The first thing Rita Skura and Schnurpfeil did was collect Schilf and the murderer from the hous
e by the canal. The murderer had a blue and white cooler with him. He climbed into the backseat next to Rita without a greeting, proffering instead an explanation that the box belonged to his ex-family. After that, Schilf ordered them to stop at the cycling club, where he commandeered two racing bikes without any legal justification. The two bikes are now in the back of the VW van, as good as stolen property. The next stop was the forensic department. Their business there finished, the murderer was now looking ahead of him with a rapt expression, balancing the cooler on his lap and stroking the blue lid from time to time. Rita has to stop herself thinking about what the box contains and how it got in there, otherwise she will go mad. Schnurpfeil seems to be feeling the same way. Following Schilf’s instructions, he is steering the vehicle through the city center, but takes the bends so swiftly and brakes so hard that his passengers bow toward each other simultaneously before righting themselves again.
But the worst thing of all is the voice of the first detective chief superintendent. Schilf is crouched on the passenger seat talking to the windshield about branches and ponds and parallel universes and other bizarre stuff. The crazed monologue makes Rita Skura wish that Schnurpfeil would draw into the next petrol station and throw everyone except her out, and simply drive off, out of the city, onto the A5 toward Basel, and go straight on until the sea can be glimpsed between the trees. Sadly, Schnurpfeil makes no move to do this, but is concentrating on the evening traffic. Nothing in his actions betrays the fact that he imagines throwing everyone except Rita out at the next petrol station and driving off with her, until he reaches the sea.

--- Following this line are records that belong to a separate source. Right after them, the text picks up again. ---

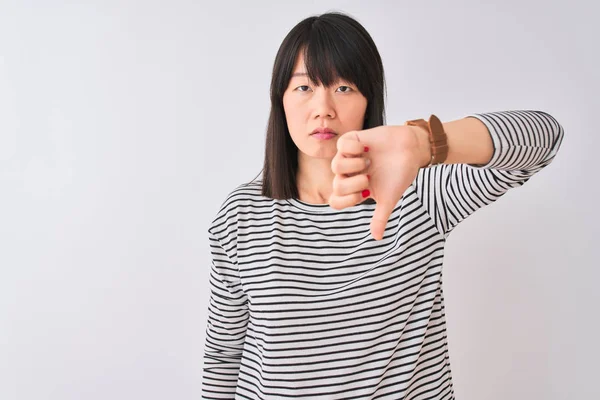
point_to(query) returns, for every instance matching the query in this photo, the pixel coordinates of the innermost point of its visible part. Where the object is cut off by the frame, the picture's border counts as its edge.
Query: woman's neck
(314, 179)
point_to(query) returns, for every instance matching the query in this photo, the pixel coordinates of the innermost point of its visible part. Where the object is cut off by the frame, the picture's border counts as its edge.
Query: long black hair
(334, 45)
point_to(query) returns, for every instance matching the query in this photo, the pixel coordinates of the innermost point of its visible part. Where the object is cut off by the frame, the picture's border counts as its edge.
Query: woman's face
(340, 107)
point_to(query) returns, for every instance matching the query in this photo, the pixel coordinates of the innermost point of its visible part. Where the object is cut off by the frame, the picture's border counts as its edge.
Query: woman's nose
(323, 105)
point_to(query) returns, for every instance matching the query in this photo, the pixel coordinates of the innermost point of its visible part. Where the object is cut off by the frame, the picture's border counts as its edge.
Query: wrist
(423, 145)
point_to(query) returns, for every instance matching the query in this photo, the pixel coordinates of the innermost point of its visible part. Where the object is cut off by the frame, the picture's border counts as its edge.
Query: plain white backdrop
(124, 124)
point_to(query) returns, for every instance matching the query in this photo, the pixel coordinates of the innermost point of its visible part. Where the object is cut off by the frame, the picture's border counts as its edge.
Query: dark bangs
(335, 47)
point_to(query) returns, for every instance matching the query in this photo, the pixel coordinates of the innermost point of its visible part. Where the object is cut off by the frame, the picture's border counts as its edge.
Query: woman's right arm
(226, 328)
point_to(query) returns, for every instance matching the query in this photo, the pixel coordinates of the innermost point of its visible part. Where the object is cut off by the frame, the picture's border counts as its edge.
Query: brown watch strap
(437, 138)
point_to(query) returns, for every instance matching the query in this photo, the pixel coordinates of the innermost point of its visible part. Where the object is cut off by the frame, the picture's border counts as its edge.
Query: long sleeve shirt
(305, 304)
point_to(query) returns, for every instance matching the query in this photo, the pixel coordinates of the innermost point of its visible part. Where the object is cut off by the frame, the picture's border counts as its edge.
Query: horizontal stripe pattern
(305, 304)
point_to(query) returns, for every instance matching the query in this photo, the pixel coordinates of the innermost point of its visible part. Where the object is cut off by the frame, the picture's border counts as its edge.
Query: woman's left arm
(489, 153)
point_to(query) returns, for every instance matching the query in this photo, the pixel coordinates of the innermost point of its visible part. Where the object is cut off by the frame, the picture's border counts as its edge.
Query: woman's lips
(323, 135)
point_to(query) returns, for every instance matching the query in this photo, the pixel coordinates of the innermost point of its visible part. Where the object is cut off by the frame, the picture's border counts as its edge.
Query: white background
(124, 124)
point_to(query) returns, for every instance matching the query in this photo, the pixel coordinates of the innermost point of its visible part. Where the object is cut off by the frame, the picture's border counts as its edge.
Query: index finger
(350, 146)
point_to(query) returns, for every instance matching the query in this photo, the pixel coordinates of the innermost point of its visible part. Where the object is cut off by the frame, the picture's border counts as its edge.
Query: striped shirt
(306, 304)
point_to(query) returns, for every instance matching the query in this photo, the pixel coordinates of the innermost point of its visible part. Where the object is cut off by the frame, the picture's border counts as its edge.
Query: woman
(326, 274)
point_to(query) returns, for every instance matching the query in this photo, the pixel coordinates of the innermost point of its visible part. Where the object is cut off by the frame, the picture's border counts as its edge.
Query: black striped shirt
(305, 304)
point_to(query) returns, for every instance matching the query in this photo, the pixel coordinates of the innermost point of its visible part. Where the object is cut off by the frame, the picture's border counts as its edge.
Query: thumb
(380, 218)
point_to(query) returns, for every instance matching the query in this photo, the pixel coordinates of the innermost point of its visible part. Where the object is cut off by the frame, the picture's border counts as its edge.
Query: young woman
(326, 278)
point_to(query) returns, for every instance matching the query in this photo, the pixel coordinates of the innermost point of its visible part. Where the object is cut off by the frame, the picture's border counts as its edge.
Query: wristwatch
(437, 138)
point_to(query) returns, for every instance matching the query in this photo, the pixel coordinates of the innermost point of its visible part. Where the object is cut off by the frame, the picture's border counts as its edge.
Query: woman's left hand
(396, 153)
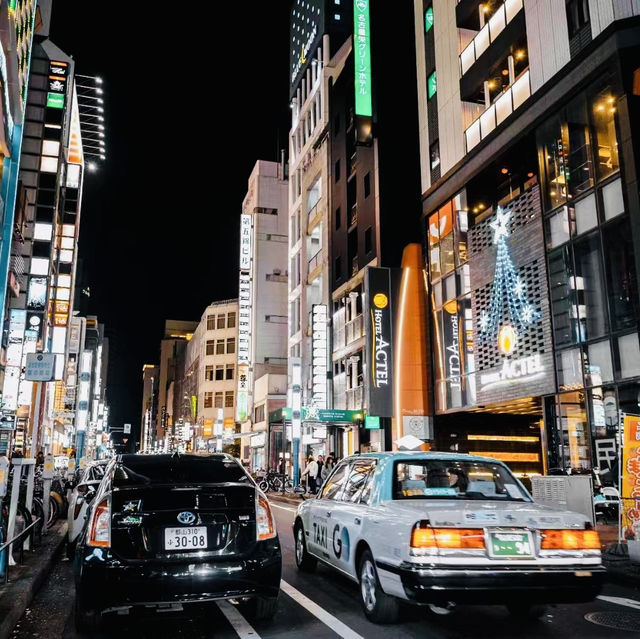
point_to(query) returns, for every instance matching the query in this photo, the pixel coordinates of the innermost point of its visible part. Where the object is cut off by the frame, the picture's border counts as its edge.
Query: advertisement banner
(379, 347)
(630, 479)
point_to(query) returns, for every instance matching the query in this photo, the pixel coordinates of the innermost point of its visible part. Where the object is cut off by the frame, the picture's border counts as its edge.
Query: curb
(24, 590)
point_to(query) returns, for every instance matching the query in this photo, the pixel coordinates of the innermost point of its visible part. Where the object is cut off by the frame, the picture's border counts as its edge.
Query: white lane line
(327, 618)
(621, 601)
(240, 624)
(291, 510)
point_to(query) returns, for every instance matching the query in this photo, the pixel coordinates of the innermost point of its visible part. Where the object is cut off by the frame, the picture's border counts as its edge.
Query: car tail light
(570, 540)
(265, 526)
(447, 538)
(100, 528)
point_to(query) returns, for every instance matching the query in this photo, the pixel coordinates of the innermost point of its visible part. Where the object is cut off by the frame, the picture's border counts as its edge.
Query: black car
(175, 529)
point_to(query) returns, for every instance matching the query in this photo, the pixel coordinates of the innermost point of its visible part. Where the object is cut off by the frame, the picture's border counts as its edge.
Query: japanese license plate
(510, 544)
(187, 538)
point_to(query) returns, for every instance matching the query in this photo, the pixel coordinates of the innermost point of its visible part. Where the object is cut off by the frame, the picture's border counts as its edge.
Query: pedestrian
(327, 468)
(320, 466)
(311, 471)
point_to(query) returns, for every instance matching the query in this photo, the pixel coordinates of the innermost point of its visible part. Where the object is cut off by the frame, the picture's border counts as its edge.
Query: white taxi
(439, 529)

Rita’s fingers drum up a storm on her lap. Schilf’s cry for help has shaken her self-confidence somewhat. Her instincts tell her to call up the chief public prosecutor and request an arrest warrant for Sebastian. But if she is to proceed from the opposite of her instincts, as she normally does, she must stay where she is and follow the ideas of someone of unsound mind. Her method of working doesn’t seem to be effective any longer. Or perhaps it simply cannot be applied to its progenitor.